While some employers will pay for sessions with a burnout coach as part of professional development, most coaches and clients report paying for coaching out of their own pockets, which can cost more than $250 for a 45- or 60-minute individual session, and thousands of dollars for packaged sessions.
As thinking about workplace wellness changes, interest in burnout coaches is growing. William Fleming, a researcher at the Oxford University Centre for Wellbeing Research, found that many employer-provided wellbeing services, such as sleep apps and mindfulness seminars, hardly live up to their claims of improving health. mental health.

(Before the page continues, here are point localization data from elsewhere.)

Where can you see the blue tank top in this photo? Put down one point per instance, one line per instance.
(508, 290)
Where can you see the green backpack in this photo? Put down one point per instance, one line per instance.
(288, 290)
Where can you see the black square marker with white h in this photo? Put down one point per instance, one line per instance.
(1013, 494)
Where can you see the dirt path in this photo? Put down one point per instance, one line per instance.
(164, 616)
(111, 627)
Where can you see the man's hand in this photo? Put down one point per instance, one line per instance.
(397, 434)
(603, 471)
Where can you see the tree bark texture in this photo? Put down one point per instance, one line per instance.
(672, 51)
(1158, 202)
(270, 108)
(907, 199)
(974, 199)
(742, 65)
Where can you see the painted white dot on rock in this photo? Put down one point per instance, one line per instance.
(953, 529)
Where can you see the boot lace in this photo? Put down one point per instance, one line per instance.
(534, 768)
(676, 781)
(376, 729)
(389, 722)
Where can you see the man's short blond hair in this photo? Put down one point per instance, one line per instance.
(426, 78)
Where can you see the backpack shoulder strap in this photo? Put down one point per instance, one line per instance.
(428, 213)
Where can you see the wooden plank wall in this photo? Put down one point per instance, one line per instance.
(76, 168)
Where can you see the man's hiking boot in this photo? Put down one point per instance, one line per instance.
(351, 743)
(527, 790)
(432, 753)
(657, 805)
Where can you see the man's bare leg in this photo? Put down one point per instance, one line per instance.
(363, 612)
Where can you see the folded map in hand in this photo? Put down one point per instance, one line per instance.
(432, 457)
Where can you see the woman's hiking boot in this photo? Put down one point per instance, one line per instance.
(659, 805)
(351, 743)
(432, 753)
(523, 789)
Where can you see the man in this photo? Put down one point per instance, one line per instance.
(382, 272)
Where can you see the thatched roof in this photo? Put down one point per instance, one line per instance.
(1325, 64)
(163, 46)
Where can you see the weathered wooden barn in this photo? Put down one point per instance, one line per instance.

“Many of these interventions are not only ineffective, they're counterproductive,” says Kandi Wiens, co-director of the University of Pennsylvania's Masters of Medical Education program and a burnout researcher.
Fleming said such efforts are ineffective because they focus on individuals, rather than the issues like overwork and lack of resources that lead to burnout. “They try to alleviate the symptoms without getting to the root of the problem,” he said.
Burnout coaches themselves acknowledge they're no panacea: “There are obviously limitations to what coaching can do,” Batchelder says. “There are a lot of organizational stressors.”